The most challenging aspect of using cannabis medicinally is the concentration of cannabinoids. As mentioned, different strains have different cannabinoids in varying levels. The plant matter must also be stored and handled correctly. Incorrect storage can cause THC and other compounds to break down, reducing their potency.
Prescription cannabinoids seek to avoid these issues by isolating the active ingredients, such as THC. Patients who use prescription cannabinoids can be more sure of their dosage each and every time. They also don’t need to deal with the issue of inhaling their medicine.
Two Approved Prescription Cannabinoids
There are several different prescription cannabinoids on the general market, but to date, there are only two available in Canada. Nabiximols, or Sativex, is a THC-CBD mixture, designed to mimic the effects of the cannabis plant itself. It’s sometimes suggested by medical practitioners as an alternative to other pain treatments.
The other approved prescription cannabinoid is nabilone, which is often sold under the trade name Cesamet. Its medical uses are a little more widespread. While it also treats pain, just like Sativex, it also acts as an antiemetic. For this reason, it’s often given to patients who are undergoing chemotherapy as part of cancer treatment. It helps reduce the nausea and vomiting these patients often experience.
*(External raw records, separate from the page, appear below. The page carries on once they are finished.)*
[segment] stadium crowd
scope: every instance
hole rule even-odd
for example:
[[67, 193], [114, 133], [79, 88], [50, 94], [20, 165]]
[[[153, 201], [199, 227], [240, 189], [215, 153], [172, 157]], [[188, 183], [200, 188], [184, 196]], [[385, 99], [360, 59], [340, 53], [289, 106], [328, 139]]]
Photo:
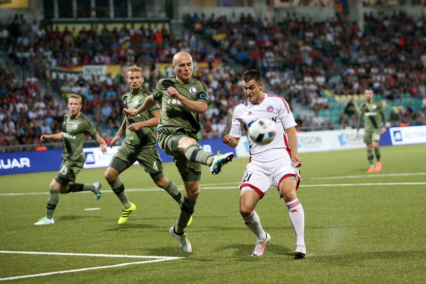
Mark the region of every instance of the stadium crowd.
[[[54, 27], [51, 32], [44, 20], [30, 24], [18, 15], [2, 20], [0, 52], [9, 57], [0, 64], [0, 147], [39, 144], [42, 134], [60, 132], [71, 93], [83, 97], [83, 112], [92, 115], [105, 140], [115, 135], [122, 119], [121, 96], [128, 91], [125, 74], [103, 82], [73, 81], [51, 78], [50, 68], [136, 64], [144, 68], [151, 89], [164, 76], [158, 63], [169, 63], [179, 50], [208, 63], [195, 74], [209, 88], [208, 110], [200, 118], [203, 137], [229, 130], [235, 106], [245, 99], [241, 76], [252, 68], [264, 75], [271, 88], [267, 92], [315, 112], [312, 117], [297, 116], [299, 127], [330, 127], [333, 122], [318, 115], [330, 108], [329, 98], [362, 93], [367, 86], [389, 101], [407, 94], [422, 99], [418, 108], [393, 108], [391, 120], [426, 119], [424, 19], [402, 12], [366, 14], [362, 29], [339, 17], [314, 23], [295, 13], [279, 23], [244, 14], [188, 14], [185, 22], [176, 37], [154, 24], [137, 29], [131, 24], [112, 30], [106, 24], [80, 30]], [[20, 78], [17, 70], [28, 70], [28, 76]], [[353, 101], [340, 116], [340, 124], [356, 125]]]

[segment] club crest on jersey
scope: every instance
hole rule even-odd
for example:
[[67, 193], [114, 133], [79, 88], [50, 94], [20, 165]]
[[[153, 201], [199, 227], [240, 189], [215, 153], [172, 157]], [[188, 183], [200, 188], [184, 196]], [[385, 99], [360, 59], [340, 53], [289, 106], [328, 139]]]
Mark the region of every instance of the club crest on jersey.
[[191, 94], [192, 94], [193, 95], [195, 95], [195, 94], [196, 94], [197, 93], [197, 88], [195, 88], [195, 87], [191, 87], [191, 88], [189, 88], [189, 90], [188, 90], [188, 91], [190, 93], [191, 93]]

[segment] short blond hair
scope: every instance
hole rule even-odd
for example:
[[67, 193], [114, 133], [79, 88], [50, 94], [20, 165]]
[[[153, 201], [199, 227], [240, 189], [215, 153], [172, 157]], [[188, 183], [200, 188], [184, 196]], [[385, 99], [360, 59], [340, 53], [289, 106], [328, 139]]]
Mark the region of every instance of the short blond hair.
[[68, 99], [69, 99], [70, 98], [76, 98], [78, 100], [79, 102], [81, 103], [82, 98], [81, 96], [80, 95], [78, 95], [77, 94], [71, 94]]
[[134, 65], [133, 66], [131, 66], [127, 69], [127, 72], [140, 72], [140, 75], [144, 76], [144, 74], [142, 73], [142, 68], [140, 67], [138, 67], [136, 66], [136, 65]]

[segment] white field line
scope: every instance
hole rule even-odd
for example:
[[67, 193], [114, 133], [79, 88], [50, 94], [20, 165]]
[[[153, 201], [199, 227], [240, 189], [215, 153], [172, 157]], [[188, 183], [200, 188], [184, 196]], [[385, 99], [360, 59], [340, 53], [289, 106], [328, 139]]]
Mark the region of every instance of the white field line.
[[[378, 178], [378, 177], [385, 177], [385, 176], [409, 176], [411, 175], [426, 175], [426, 172], [413, 172], [411, 173], [388, 173], [384, 174], [365, 174], [361, 175], [346, 175], [342, 176], [322, 176], [318, 178], [302, 178], [302, 180], [333, 180], [336, 179], [351, 179], [351, 178]], [[200, 185], [201, 189], [232, 189], [233, 188], [237, 188], [238, 185], [240, 184], [239, 182], [229, 182], [228, 183], [218, 183], [217, 184], [203, 184]], [[236, 185], [234, 186], [228, 187], [218, 187], [220, 185]], [[423, 185], [424, 183], [368, 183], [368, 184], [326, 184], [326, 185], [300, 185], [299, 187], [329, 187], [329, 186], [399, 186], [399, 185]], [[178, 187], [180, 190], [183, 190], [184, 188], [183, 186], [179, 186]], [[132, 192], [141, 192], [145, 191], [162, 191], [162, 189], [156, 188], [129, 188], [126, 189], [126, 191]], [[111, 193], [113, 192], [112, 190], [101, 190], [102, 193]], [[85, 193], [91, 193], [90, 191], [84, 192]], [[0, 193], [0, 196], [16, 196], [17, 195], [38, 195], [41, 194], [49, 194], [48, 192], [26, 192], [26, 193]]]
[[119, 267], [120, 266], [125, 266], [127, 265], [131, 265], [132, 264], [140, 264], [142, 263], [149, 263], [152, 262], [159, 262], [160, 261], [165, 261], [167, 260], [174, 260], [176, 259], [181, 259], [185, 258], [184, 257], [158, 257], [154, 256], [128, 256], [125, 255], [104, 255], [98, 254], [73, 254], [68, 253], [48, 253], [43, 252], [16, 252], [16, 251], [0, 251], [0, 253], [3, 254], [30, 254], [30, 255], [59, 255], [59, 256], [90, 256], [90, 257], [115, 257], [115, 258], [154, 258], [156, 259], [151, 260], [145, 260], [143, 261], [136, 261], [134, 262], [126, 262], [125, 263], [120, 263], [119, 264], [114, 264], [113, 265], [105, 265], [103, 266], [96, 266], [95, 267], [87, 267], [86, 268], [79, 268], [78, 269], [72, 269], [70, 270], [62, 270], [60, 271], [53, 271], [52, 272], [46, 272], [44, 273], [39, 273], [37, 274], [29, 274], [25, 275], [15, 276], [12, 277], [8, 277], [5, 278], [0, 278], [0, 281], [5, 281], [6, 280], [14, 280], [15, 279], [21, 279], [23, 278], [29, 278], [33, 277], [38, 277], [40, 276], [46, 276], [52, 274], [57, 274], [61, 273], [67, 273], [70, 272], [76, 272], [79, 271], [86, 271], [87, 270], [93, 270], [94, 269], [101, 269], [102, 268], [110, 268], [112, 267]]

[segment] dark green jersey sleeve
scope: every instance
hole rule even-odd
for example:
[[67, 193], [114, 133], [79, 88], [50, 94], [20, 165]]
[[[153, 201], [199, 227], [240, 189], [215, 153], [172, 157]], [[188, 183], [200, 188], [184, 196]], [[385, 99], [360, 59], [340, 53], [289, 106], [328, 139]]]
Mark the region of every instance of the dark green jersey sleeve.
[[69, 115], [64, 117], [62, 124], [63, 132], [63, 153], [64, 159], [75, 162], [84, 162], [85, 160], [83, 145], [88, 134], [94, 137], [98, 131], [93, 123], [83, 114], [72, 119]]
[[[151, 95], [149, 91], [142, 89], [137, 93], [132, 95], [130, 92], [127, 93], [123, 96], [124, 106], [138, 109], [140, 106], [145, 99]], [[157, 143], [155, 133], [152, 127], [141, 127], [137, 131], [132, 131], [129, 129], [129, 126], [132, 123], [137, 123], [146, 121], [152, 118], [152, 114], [161, 111], [160, 106], [156, 104], [152, 108], [145, 111], [133, 117], [126, 118], [126, 138], [124, 143], [133, 147], [151, 147], [155, 145]]]
[[382, 125], [386, 123], [386, 116], [384, 108], [381, 102], [373, 100], [371, 102], [364, 101], [360, 106], [360, 115], [358, 118], [357, 131], [362, 125], [363, 117], [364, 117], [364, 129], [366, 130], [372, 130], [380, 128]]
[[167, 89], [173, 87], [188, 99], [208, 103], [208, 90], [204, 82], [195, 78], [187, 83], [179, 82], [175, 78], [162, 78], [153, 91], [156, 100], [162, 100], [162, 115], [158, 128], [184, 128], [191, 133], [200, 129], [198, 114], [191, 112], [179, 100], [170, 95]]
Limited Approvals and Discontinuations
Prescription cannabinoids have come a long way from their initial form. The earliest prescription cannabinoids contained only synthetic THC. Over time, it was discovered taking THC by itself had poor results for patients. Pharmaceuticals companies have since included CBD in their THC formulations to reduce negative outcomes and to better imitate the beneficial effects of the cannabis plant.
Health Canada has been cautious in approving cannabinoid products for the medical market. Nabiximols, for example, was initially available only in cases where it was being used to treat spasticity in adult patients with multiple sclerosis, in addition to other treatment options. Limited authorization also allowed it to be given to patients with advanced cancer or difficult-to-treat nerve pain.
Health Canada had approved a third prescription cannabinoid for use, but the manufacturer discontinued the approved formulation. Health Canada has not approved another prescription cannabinoid or another formulation.
The fact that there are only two Health Canada-approved prescription cannabinoids available in Canada currently should speak to the need for ongoing research in this area. As new research shows how cannabinoids achieve their effects, researchers will be able to develop more effective prescription cannabinoids, increasing potential treatment options for patients.